In illustration of these peculiar doctrines of Love and Marriage, the authors of the present Parody introduced into the first twenty lines of the preceding “Extract,” the very free statements on these subjects which appear in Chapters 8, 12, 14, 16, 17, of the narrative of Cook’s First Voyage to the Pacific in the “Endeavour,” in 1768, derived, by the editor, Dr. John Hawkesworth, from the Diary of Mr. (afterwards Sir Joseph) Banks, who accompanied Captain Cook.—Ed.]

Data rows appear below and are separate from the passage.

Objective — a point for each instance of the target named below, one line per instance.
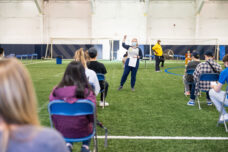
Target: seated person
(98, 68)
(209, 66)
(81, 56)
(20, 129)
(216, 95)
(188, 78)
(73, 86)
(124, 58)
(1, 53)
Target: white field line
(164, 138)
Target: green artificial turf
(156, 108)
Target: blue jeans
(127, 70)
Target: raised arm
(123, 43)
(140, 56)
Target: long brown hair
(17, 98)
(81, 56)
(75, 76)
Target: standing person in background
(217, 95)
(158, 55)
(1, 53)
(98, 67)
(20, 129)
(81, 56)
(74, 86)
(132, 62)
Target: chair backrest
(100, 76)
(209, 77)
(190, 71)
(79, 108)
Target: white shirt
(92, 77)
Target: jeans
(217, 98)
(157, 63)
(127, 70)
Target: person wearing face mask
(216, 95)
(158, 55)
(132, 62)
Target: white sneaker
(102, 103)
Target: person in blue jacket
(132, 62)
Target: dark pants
(127, 70)
(87, 142)
(157, 62)
(192, 94)
(104, 86)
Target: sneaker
(187, 93)
(84, 149)
(209, 103)
(102, 103)
(69, 147)
(191, 103)
(223, 117)
(120, 87)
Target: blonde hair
(81, 56)
(17, 97)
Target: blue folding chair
(223, 106)
(206, 77)
(101, 77)
(79, 108)
(190, 71)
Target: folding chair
(79, 108)
(206, 77)
(223, 106)
(101, 77)
(190, 72)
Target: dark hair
(209, 53)
(225, 58)
(1, 50)
(196, 55)
(75, 76)
(92, 52)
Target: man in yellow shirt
(158, 55)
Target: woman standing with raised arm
(132, 62)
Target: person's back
(33, 139)
(74, 86)
(97, 67)
(209, 66)
(20, 129)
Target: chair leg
(95, 143)
(225, 125)
(199, 103)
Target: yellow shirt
(157, 49)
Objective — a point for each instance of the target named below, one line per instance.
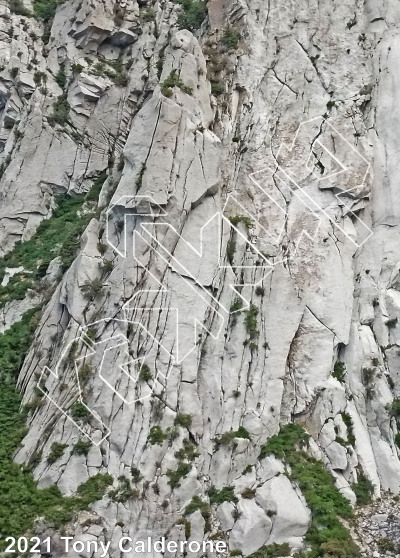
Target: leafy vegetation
(363, 489)
(248, 223)
(92, 289)
(21, 500)
(124, 490)
(394, 409)
(173, 80)
(114, 70)
(339, 371)
(273, 550)
(226, 494)
(193, 14)
(327, 504)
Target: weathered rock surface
(187, 154)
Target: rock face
(241, 267)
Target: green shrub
(236, 305)
(173, 80)
(363, 489)
(92, 289)
(316, 484)
(94, 192)
(226, 494)
(336, 548)
(136, 474)
(198, 504)
(183, 420)
(56, 451)
(156, 436)
(248, 223)
(395, 408)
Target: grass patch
(60, 114)
(45, 9)
(21, 501)
(56, 451)
(327, 504)
(192, 15)
(175, 476)
(363, 489)
(231, 38)
(339, 371)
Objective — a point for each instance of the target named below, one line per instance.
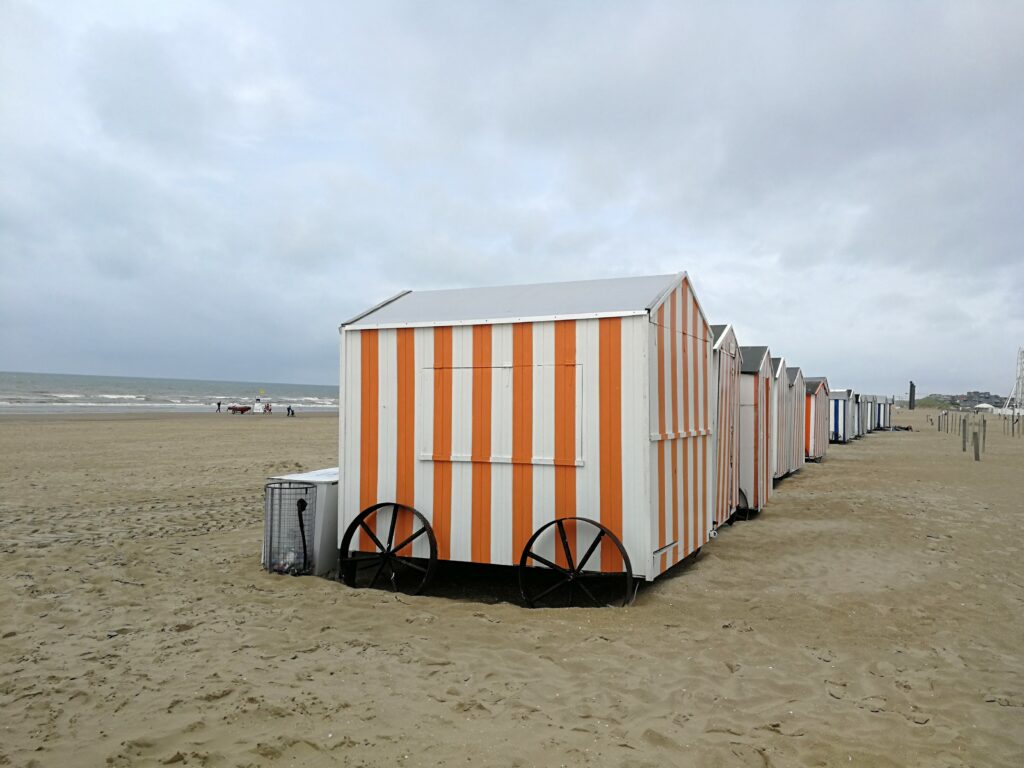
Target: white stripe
(462, 442)
(351, 420)
(424, 351)
(501, 445)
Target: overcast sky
(207, 189)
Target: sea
(64, 393)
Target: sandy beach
(872, 615)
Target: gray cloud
(842, 181)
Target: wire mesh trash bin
(289, 522)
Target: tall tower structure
(1016, 398)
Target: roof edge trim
(373, 309)
(489, 321)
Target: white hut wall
(726, 428)
(493, 430)
(816, 423)
(755, 450)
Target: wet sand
(872, 615)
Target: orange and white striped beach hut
(787, 419)
(725, 374)
(756, 396)
(815, 418)
(795, 448)
(495, 412)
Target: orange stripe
(701, 363)
(404, 488)
(807, 425)
(662, 479)
(481, 444)
(660, 498)
(369, 415)
(767, 467)
(674, 363)
(564, 427)
(674, 373)
(704, 489)
(610, 439)
(695, 498)
(687, 506)
(720, 440)
(687, 355)
(522, 436)
(442, 441)
(757, 439)
(660, 370)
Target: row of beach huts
(583, 429)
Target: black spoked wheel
(583, 580)
(386, 560)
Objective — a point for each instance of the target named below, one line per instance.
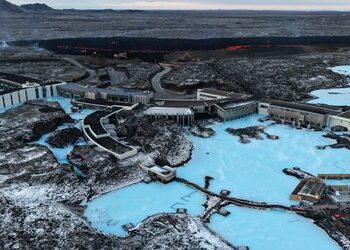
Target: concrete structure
(182, 116)
(235, 110)
(19, 96)
(98, 130)
(309, 189)
(163, 174)
(12, 81)
(342, 120)
(214, 94)
(300, 114)
(80, 92)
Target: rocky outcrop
(27, 123)
(39, 197)
(174, 231)
(161, 139)
(64, 137)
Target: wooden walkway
(242, 202)
(334, 176)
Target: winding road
(165, 93)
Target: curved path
(165, 93)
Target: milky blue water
(270, 230)
(336, 96)
(134, 203)
(62, 153)
(251, 171)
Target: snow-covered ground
(62, 153)
(270, 230)
(337, 96)
(251, 171)
(343, 69)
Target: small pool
(62, 153)
(132, 204)
(250, 171)
(270, 230)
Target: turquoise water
(270, 230)
(62, 153)
(251, 171)
(342, 69)
(337, 96)
(134, 203)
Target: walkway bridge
(242, 202)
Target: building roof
(184, 103)
(168, 111)
(73, 87)
(215, 92)
(310, 187)
(312, 108)
(16, 78)
(345, 114)
(94, 121)
(235, 104)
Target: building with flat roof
(214, 94)
(342, 120)
(164, 174)
(310, 115)
(309, 189)
(231, 110)
(182, 116)
(80, 92)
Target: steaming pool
(250, 171)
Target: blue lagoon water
(134, 203)
(270, 230)
(251, 171)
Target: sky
(340, 5)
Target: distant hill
(10, 8)
(37, 7)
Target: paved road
(156, 80)
(165, 93)
(91, 72)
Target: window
(37, 93)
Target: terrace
(96, 131)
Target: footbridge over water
(242, 202)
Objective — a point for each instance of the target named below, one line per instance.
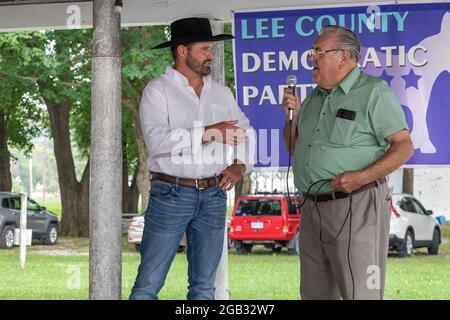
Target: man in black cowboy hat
(199, 146)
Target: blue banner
(407, 45)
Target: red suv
(267, 219)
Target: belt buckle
(196, 185)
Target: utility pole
(218, 74)
(105, 199)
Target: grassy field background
(62, 272)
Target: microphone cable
(349, 211)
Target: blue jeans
(172, 211)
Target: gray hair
(346, 38)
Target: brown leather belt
(196, 183)
(340, 195)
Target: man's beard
(201, 68)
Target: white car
(136, 230)
(412, 226)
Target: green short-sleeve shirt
(328, 145)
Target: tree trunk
(408, 180)
(5, 169)
(74, 194)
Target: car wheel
(245, 248)
(7, 239)
(277, 248)
(408, 245)
(434, 248)
(51, 237)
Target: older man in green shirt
(346, 137)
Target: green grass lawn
(62, 272)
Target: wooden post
(23, 229)
(105, 199)
(218, 74)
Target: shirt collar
(350, 80)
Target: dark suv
(43, 223)
(267, 219)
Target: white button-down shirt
(173, 118)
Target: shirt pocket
(220, 112)
(342, 131)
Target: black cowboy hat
(189, 30)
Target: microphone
(291, 82)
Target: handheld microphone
(291, 82)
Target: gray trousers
(325, 269)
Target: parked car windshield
(259, 207)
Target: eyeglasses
(314, 53)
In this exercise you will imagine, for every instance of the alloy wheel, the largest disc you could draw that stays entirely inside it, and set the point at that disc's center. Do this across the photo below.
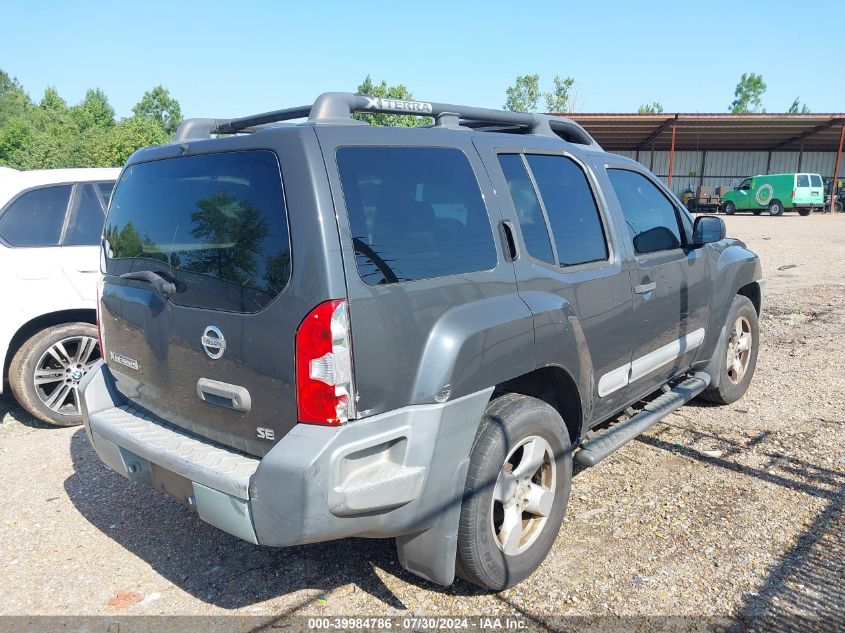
(523, 496)
(739, 350)
(59, 370)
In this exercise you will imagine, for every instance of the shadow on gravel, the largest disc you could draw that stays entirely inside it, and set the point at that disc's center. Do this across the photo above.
(806, 590)
(209, 564)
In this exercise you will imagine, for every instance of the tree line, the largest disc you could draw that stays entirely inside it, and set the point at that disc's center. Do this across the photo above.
(49, 133)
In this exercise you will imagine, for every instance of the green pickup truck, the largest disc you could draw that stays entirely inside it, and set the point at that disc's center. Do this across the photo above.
(777, 193)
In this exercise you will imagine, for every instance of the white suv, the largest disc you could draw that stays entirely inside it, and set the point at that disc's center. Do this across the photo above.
(51, 222)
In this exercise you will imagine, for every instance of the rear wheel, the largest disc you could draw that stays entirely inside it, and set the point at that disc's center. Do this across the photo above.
(516, 492)
(739, 356)
(45, 372)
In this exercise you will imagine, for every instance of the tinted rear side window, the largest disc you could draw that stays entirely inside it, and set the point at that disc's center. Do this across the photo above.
(216, 224)
(36, 217)
(415, 213)
(572, 210)
(531, 220)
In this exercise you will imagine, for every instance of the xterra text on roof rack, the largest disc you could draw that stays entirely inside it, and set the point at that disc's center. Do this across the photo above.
(329, 329)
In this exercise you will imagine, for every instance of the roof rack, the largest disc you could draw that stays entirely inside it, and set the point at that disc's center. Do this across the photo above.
(333, 108)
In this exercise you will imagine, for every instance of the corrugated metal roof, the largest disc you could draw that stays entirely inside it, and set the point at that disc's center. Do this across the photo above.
(781, 132)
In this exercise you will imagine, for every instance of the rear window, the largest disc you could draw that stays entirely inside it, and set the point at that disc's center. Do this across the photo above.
(215, 224)
(573, 214)
(415, 213)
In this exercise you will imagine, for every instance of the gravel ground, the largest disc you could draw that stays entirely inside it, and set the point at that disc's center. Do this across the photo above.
(734, 511)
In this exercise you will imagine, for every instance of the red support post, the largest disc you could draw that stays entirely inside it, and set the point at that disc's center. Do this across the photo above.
(836, 169)
(672, 151)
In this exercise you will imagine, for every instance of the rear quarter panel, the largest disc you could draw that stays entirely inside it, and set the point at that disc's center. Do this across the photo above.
(732, 266)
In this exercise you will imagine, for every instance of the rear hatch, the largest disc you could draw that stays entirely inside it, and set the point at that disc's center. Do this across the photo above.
(808, 190)
(196, 324)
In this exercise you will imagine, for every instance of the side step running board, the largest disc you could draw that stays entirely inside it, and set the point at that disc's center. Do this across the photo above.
(599, 447)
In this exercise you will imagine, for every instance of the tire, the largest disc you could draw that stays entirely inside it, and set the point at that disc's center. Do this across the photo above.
(514, 427)
(742, 320)
(56, 399)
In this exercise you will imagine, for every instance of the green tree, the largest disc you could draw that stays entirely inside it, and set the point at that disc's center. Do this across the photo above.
(561, 98)
(52, 102)
(798, 108)
(113, 146)
(650, 108)
(399, 91)
(50, 134)
(160, 106)
(94, 111)
(748, 94)
(523, 95)
(8, 84)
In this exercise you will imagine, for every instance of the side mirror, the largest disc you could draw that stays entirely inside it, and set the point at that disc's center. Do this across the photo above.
(707, 229)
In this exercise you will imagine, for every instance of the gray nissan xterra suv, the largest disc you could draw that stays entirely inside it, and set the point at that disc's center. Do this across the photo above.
(330, 329)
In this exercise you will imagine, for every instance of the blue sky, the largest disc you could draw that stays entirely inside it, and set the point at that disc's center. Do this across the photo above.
(227, 59)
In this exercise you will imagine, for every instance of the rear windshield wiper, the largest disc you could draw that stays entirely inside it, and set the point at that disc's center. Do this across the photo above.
(158, 280)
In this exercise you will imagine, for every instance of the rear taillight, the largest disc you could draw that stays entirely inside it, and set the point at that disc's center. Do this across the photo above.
(325, 392)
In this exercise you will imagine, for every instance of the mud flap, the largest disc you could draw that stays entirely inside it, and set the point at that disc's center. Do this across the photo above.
(432, 552)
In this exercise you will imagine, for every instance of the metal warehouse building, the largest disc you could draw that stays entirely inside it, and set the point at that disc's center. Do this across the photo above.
(689, 150)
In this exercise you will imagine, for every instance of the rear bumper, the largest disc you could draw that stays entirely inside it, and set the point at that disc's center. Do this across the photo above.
(383, 476)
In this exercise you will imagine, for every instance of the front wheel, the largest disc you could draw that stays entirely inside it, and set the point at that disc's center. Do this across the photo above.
(516, 492)
(739, 356)
(45, 372)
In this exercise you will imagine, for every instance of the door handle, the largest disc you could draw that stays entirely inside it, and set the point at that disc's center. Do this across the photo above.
(222, 394)
(645, 288)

[Lord Erskine, after dinner, inveighed bitterly against Marriage; and smarting, I suppose, under the recollection of his own unsuccessful choice, concluded by saying that a wife was a tin canister tied to a man’s tail, which very much excited the indignation of Lady Ann Culling Smith, who was of the party. “Monk” Lewis took a sheet of paper, and wrote the following neat epigram on the subject, which he presented to Her Royal Highness [the Duchess of York]:—
“Lord Erskine at marriage presuming to rail,
Says, a wife’s a tin canister tied to ones tail;
And the fair Lady Ann, while the subject he carries on,
Feels hurt at his Lordship’s degrading comparison.
But wherefore degrading? if taken aright,
A tin canister’s useful, and polished, and bright,
And if dirt its original purity hide,
’Tis the fault of the puppy to whom it is tied.”